Google Summer Of Code Improvements to Perception Pipeline
Submitted by: Ridhwan Luthra, Cluster Innovation Centre
Over the summer, Open Source Robotics Foundation (OSRF) and PickNik Robotics teamed up to mentor a Google Summer of Code (GSoC) student, Ridhwan Luthra, while he made meaningful contributions to MoveIt!. Ridhwan worked with Michael ‘v4hn’ Görner and Michael Lautman to produce two new tutorials demonstrating the perception and manipulation capabilities available in MoveIt!.
Ridhwan’s work focused on developing tutorials for Perception Pipeline with Octomaps as well as the Pick and Place Pipeline. Ridhwan also made significant progress towards generalizing a grasp generation package to incorporate into a grasping tutorial. This work is still continuing outside the scope of GSOC.

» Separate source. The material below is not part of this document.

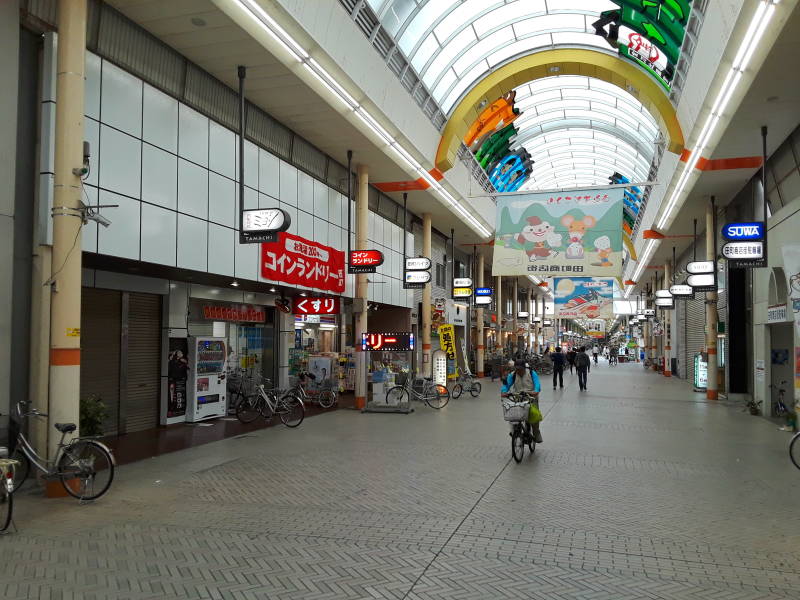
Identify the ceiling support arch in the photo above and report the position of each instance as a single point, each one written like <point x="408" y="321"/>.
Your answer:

Perception Pipeline with Octomaps
While developing the perception pipeline tutorial, Ridhwan identified and fixed a common race condition that was triggered by the way that MoveIt! was maintaining and updating octomaps. This was accomplished by adding a parameter that allows users to configure the maximum rate at which the octomap is updated.
The animation below shows MoveIt! using an octomap to perform collision avoidance.
The next item Ridhwan worked on was building a pipeline to detect, segment, and add a cylinder from point cloud data as a collision object. The first image below shows the original octomap and the second image shows the final octomap with the cylinder collision object added to the planning scene.
Pick and Place Pipeline Tutorial
After finding a collision object, the next task is to pick it up. There was previously no tutorial on how the ‘pick and place’ pipeline worked, so Ridhwan created a tutorial to address this gap.
The animation below shows a cuboidal object being moved from one table to another using the pick and place pipeline.